Sweeney Todd
27/12/07 14:34* What an artfully constructed little plot! It's like something out of Moliere; very much built on the classical model of comedy, with the young couple and the overbearing guardian who stands in the way, the interleaving of the A plot and B plot, and the way that everything fits together.
* This is a movie with all of its technique right on the surface. Like, one might recommend it to a freshman film student who wasn't quite grasping the concepts. I don't intend that as a negative thing, actually; there are so many movies that have almost nothing symbolic or thematic going on, and then on the other hand are the movies where I don't get it until I've seen them a couple of times. Here, the symbolic structure of the movie is obvious and clear and visible; Sweeney is already dead, at least in a figurative sense (of course, Todd=death), and the fact that he seems alive but is actually dead disrupts the order of the story--causing lots of people to die--until he does eventually die (note that this mirrors Lucy, who seems dead but is actually alive!) Johnny Depp's robotic and affectless performance is just right in that context.

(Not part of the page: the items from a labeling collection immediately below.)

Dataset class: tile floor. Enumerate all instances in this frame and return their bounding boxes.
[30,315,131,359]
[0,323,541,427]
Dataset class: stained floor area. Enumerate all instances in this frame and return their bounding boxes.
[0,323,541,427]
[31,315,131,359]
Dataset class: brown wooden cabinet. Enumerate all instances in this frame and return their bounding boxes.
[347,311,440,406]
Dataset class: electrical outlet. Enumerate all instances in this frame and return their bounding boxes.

* Nevertheless, I might like to see the play performed by people who can sing.
* The bloodshed made me more squeamish than I expected; I don't really watch horror movies at all, but Kill Bill didn't bother me... I'm still debating whether they really needed all that exsanguination.
(no subject)
27/12/07 22:13 (UTC)I thought Depp was a fantastic, sad, pitiable at times, Demon, with a gritty voice that added to Burton's thematic landscape. His akward romance was present, which I gleefully enjoyed :)
Sondheim's lyrics just dance, don't they? So funny and so fluid.